The War Over the War in Iraq
1:39 PM, Mar 29, 2010 • By JAMIE FLY
Even though Iraqis turned out in droves to vote in parliamentary elections, and even though the Obama administration prepares to withdraw the last combat forces from Iraq this summer, opponents of the Iraq war amazingly continue to propagate the myth that the Bush administration led the country to war based on fabricated intelligence. Over at Politics Daily, Pete Wehner has written a detailed rebuttal of this argument as part of an exchange with David Corn.
As someone who spent several years during the second term of the Bush administration working to counter the proliferation of weapons of mass destruction and analyzing Iran’s nuclear weapons program, I have a sense of what those in office in 2003 were going through as they reviewed the intelligence community’s assessments about Iraq. These policymakers were reviewing fragmented intelligence, but the intelligence clearly pointed to one conclusion – Iraq possessing ongoing weapons of mass destruction programs. As Wehner points out, policymakers in the Bush White House were not alone in their belief that Saddam possessed chemical and biological weapons and harbored nuclear ambitions. Numerous foreign leaders, as well as leading Democrats, such as Al Gore, Ted Kennedy, and Hillary Clinton, reviewed the same intelligence and came to the same conclusions about Saddam’s activities.

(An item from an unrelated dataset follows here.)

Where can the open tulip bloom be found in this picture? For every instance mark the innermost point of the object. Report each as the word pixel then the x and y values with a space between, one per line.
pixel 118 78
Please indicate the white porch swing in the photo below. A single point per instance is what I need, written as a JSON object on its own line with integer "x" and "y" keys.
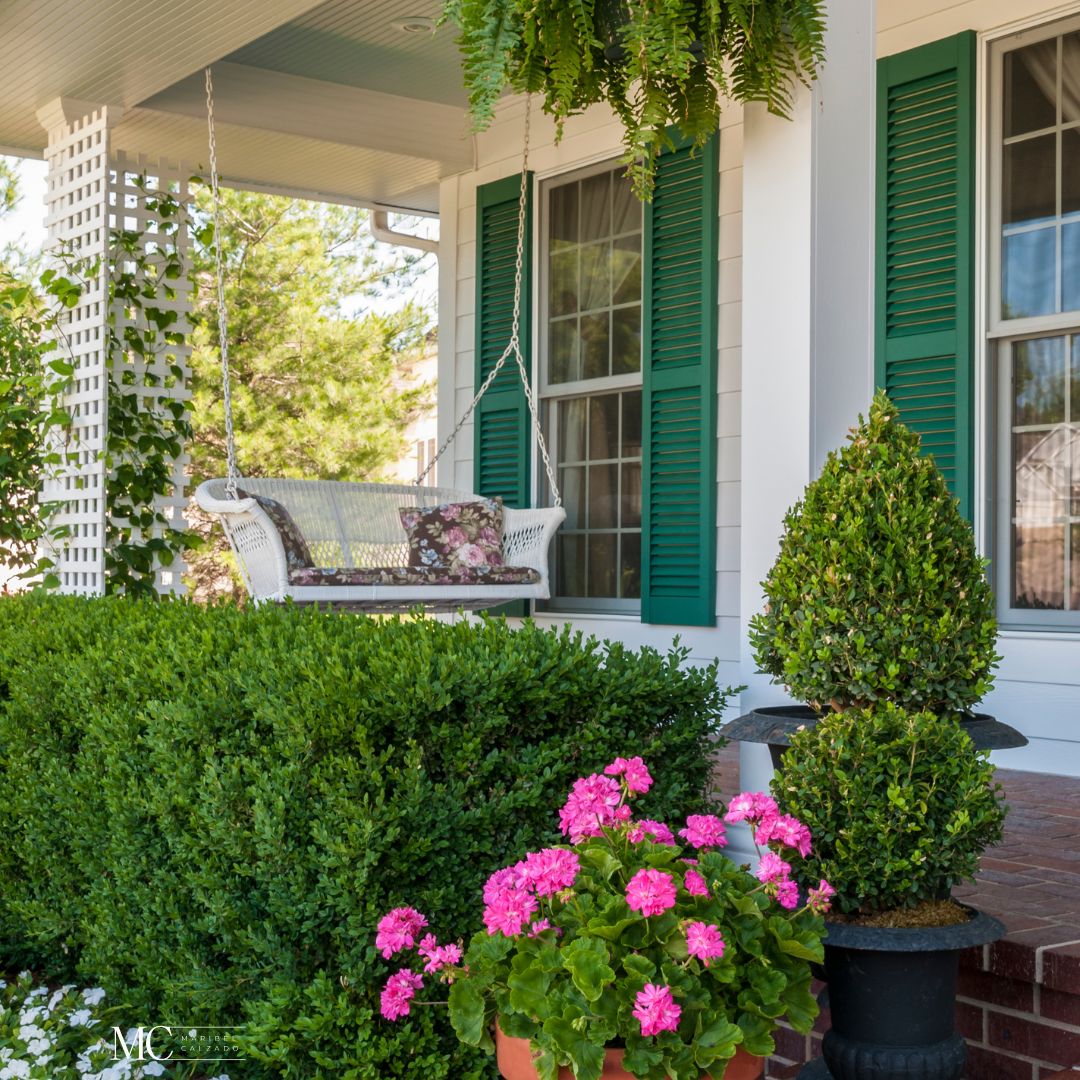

These conclusions were based in large part on the 2002 National Intelligence Estimate (NIE), which infamously concluded that, “We judge that Iraq has continued its weapons of mass destruction (WMD) programs in defiance of UN resolutions and restrictions. Baghdad has chemical and biological weapons as well as missiles with ranges in excess of UN restrictions; if left unchecked, it probably will have a nuclear weapon during this decade.” The NIE went on to reference an alternative view from the State Department intelligence office, but this office notoriously plays down the threats posed by states (such as Iraq) and it is not surprising that policymakers set aside their more cautious assessment given the preponderance of evidence on the other side.
Many of the leaks and charges of politicization of intelligence that occurred in the years following the invasion of Iraq came from a frustrated intelligence community that realized too late that some of its tradecraft was faulty, both in how intelligence was gathered and how intelligence was turned into analysis for policymakers. Unfortunately, despite the entire restructuring of the intelligence community and major changes at the CIA and other intelligence agencies, these problems have not been fully resolved. Most notably, the 2007 NIE on Iran’s nuclear program effectively neutered the Bush administration’s ability to garner international support for its efforts to pressure Iran.
Now, with rumors that a rewrite is under way that will revisit the 2007 NIE’s conclusion that Iran halted its nuclear weapons program in 2003, policymakers are once again forced to make difficult decisions based on uncertain information and an intelligence community that is often slow to admit mistakes. Beyond just setting the record straight, the Corn-Wehner exchange is worth reading because unless some real reforms of the intelligence community occur, there is a danger that we will find ourselves having the same debate in the years to come about the next colossal intelligence failure related to weapons of mass destruction.